弟:『ほら、食べながら歩かなくても・・・』

弟:『もちろん。ホットドックは大好きだよ』

弟:『うん。解っているよ。美味しいよね』

 マスタードが苦手なにの、そんなに付けたら・・・。

 皆が姉さんを見ている。
 僕の自慢の姉さんだ。でも、誰にもやらない!

 もう僕には姉さんしかない。他には何もいらない。

弟:『ほら、よそ見しながら、話しかけたくてもいいから、食べながらでもいいから、前向いて歩いてよ。危ないよ』

 姉さんはいつもそうだ。
 僕のことを弟だと言って世話を焼く。もう僕は、大丈夫だよ。姉さん。
 僕の大切な大切な人。

---

姉:「おばちゃん。ホットドック2つ頂戴」
「今日も2つ?」
姉:「うん。ユウと食べるからね!」

 うん。美味しい!

姉:「おばちゃんのホットドックは、ユウが大好きだからね」

 一つはユウが食べる。

姉:「そうだ、今日はパパとママにもなにか買って行こう!」

姉:「ね。ユウ。それがいいよね?」

 弟のくせに、私のことを、危ないとか言って世話を焼いてくる。
 私は大丈夫だよ。ユウ。ほら、ホットドックもしっかり食べられるようになったよ。マスタードも平気だよ。
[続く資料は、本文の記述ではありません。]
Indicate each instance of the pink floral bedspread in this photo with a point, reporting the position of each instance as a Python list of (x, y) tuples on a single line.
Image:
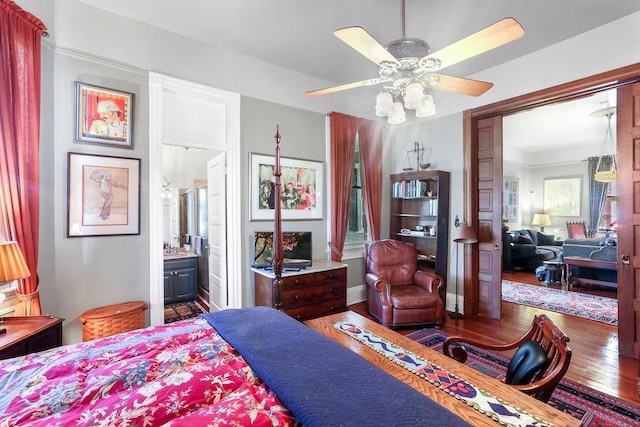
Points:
[(178, 374)]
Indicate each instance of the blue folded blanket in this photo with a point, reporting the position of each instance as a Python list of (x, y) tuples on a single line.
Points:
[(319, 380)]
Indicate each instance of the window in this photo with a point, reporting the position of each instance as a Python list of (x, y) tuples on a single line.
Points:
[(357, 223)]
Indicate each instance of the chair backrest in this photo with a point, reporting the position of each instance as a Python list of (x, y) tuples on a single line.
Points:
[(554, 342), (576, 230), (392, 260)]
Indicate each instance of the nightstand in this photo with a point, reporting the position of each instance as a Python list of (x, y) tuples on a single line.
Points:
[(29, 334)]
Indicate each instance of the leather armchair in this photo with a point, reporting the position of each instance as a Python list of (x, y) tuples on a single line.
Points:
[(398, 294)]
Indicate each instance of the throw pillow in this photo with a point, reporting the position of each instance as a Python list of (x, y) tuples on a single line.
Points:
[(524, 237), (545, 239)]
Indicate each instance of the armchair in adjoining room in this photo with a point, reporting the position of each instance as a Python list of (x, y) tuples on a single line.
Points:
[(398, 294)]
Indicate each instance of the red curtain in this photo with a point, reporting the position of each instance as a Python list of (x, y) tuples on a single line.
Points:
[(370, 139), (20, 38), (343, 143)]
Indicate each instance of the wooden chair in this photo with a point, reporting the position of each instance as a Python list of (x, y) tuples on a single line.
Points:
[(538, 365), (576, 230)]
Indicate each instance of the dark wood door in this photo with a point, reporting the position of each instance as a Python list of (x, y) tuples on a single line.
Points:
[(628, 201), (489, 216)]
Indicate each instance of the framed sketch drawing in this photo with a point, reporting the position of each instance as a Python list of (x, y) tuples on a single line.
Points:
[(103, 116), (562, 196), (301, 188), (103, 194), (510, 197)]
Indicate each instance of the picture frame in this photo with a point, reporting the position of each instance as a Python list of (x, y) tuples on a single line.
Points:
[(510, 197), (104, 116), (562, 196), (103, 195), (302, 188)]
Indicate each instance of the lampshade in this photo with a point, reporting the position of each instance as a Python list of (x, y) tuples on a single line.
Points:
[(541, 219), (12, 263), (465, 234)]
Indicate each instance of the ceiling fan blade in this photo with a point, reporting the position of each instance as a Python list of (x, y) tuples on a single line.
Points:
[(360, 40), (496, 35), (370, 82), (458, 84)]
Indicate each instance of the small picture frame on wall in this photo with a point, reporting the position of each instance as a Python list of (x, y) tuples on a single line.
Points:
[(103, 195), (103, 116)]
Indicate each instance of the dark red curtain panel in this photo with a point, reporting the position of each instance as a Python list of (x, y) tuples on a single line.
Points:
[(370, 138), (20, 38), (343, 144)]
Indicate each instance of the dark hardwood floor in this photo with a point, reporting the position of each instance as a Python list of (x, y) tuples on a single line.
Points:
[(595, 361)]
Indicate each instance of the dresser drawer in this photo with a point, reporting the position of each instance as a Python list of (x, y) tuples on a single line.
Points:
[(318, 309), (304, 280), (312, 294)]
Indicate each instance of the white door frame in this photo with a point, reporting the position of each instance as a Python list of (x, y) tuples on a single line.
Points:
[(159, 85)]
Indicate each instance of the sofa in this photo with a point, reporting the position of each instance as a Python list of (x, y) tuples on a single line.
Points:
[(528, 249), (596, 249)]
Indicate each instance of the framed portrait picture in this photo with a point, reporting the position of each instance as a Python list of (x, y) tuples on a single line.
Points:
[(510, 197), (562, 196), (103, 195), (103, 116), (301, 188)]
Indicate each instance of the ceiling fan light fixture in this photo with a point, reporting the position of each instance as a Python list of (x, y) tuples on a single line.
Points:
[(413, 96), (397, 115), (384, 104), (427, 109)]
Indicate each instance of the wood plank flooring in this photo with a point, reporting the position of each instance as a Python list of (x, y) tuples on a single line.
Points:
[(595, 361)]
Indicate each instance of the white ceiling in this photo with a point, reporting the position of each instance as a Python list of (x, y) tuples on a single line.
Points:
[(298, 34)]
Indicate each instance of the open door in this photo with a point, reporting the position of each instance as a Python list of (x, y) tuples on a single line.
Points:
[(216, 207)]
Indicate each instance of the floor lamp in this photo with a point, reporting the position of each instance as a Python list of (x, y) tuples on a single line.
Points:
[(463, 234)]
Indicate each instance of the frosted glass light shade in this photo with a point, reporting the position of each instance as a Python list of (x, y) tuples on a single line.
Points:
[(414, 96)]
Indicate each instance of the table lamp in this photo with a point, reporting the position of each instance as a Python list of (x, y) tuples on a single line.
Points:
[(541, 219), (12, 264)]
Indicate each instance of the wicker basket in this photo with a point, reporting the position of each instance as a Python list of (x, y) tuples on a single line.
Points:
[(112, 319)]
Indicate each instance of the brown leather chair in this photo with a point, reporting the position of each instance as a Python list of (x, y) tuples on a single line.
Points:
[(398, 294), (536, 368)]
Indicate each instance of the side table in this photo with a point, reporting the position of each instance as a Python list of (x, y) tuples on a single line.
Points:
[(29, 334)]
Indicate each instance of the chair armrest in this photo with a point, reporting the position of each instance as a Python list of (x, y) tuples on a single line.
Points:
[(380, 285), (428, 281), (454, 347)]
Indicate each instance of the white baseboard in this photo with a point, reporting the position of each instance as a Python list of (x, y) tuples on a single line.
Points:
[(358, 294)]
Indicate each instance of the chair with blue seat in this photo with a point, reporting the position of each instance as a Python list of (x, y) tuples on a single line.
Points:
[(539, 363)]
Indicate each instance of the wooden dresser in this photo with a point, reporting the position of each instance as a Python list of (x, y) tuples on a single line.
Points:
[(29, 334), (306, 294)]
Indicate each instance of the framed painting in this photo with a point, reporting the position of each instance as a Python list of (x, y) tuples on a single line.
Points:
[(103, 195), (301, 188), (510, 197), (103, 116), (562, 196)]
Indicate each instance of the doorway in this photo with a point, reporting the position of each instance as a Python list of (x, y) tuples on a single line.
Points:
[(188, 114), (482, 149)]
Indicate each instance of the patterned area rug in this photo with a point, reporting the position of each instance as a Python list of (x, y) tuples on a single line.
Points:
[(181, 311), (570, 397), (591, 307)]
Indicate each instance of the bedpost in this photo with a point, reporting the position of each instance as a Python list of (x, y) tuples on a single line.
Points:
[(277, 228)]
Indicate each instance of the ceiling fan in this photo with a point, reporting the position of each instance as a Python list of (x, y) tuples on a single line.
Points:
[(407, 67)]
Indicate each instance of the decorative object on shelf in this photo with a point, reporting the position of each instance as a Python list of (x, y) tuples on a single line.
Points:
[(12, 264), (103, 195), (609, 144), (562, 196), (104, 116), (302, 192), (541, 220), (462, 234), (408, 68)]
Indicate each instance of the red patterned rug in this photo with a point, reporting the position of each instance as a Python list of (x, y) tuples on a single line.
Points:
[(591, 307), (570, 397)]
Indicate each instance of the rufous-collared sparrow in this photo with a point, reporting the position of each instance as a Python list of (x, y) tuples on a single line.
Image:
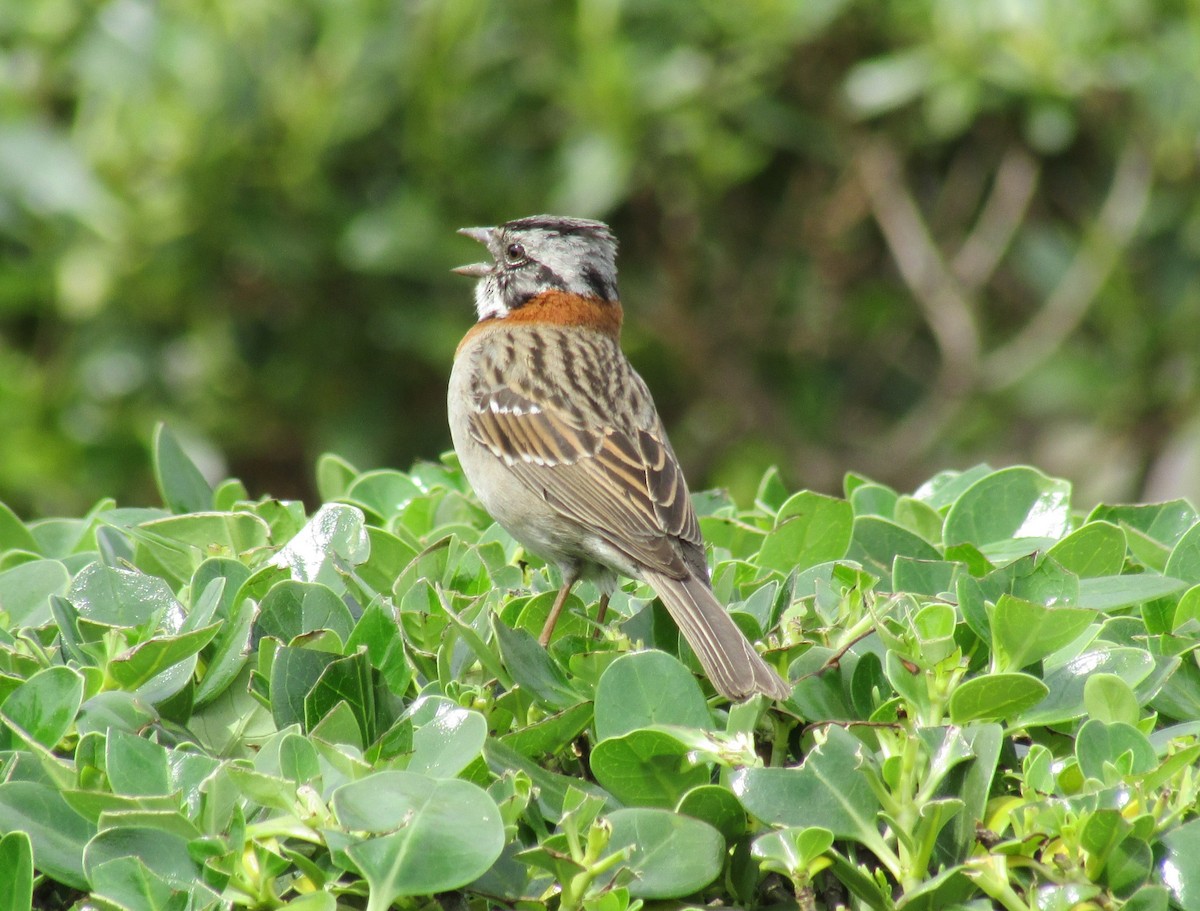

 ママの連れ子だと教えられた。でも、私の弟。世界で一番大切な大切な大切な人。

---

「今日も、あの子」
「そうね」

 店番をしている女性たちの間で、女の子は有名人だ。
 毎日決まった時間に、同じホットドックを2つ買っていく。
 それこそ、雨が振っていても、雪が振っていても・・・。

 以前は、同い年くらいの男の子と買いに来たり、両親と思われる夫婦と一緒に買いに来たりしていた。
 しばらく買いに来ないなと思っていたら、何時の頃からか女の子1人で買いに来ている。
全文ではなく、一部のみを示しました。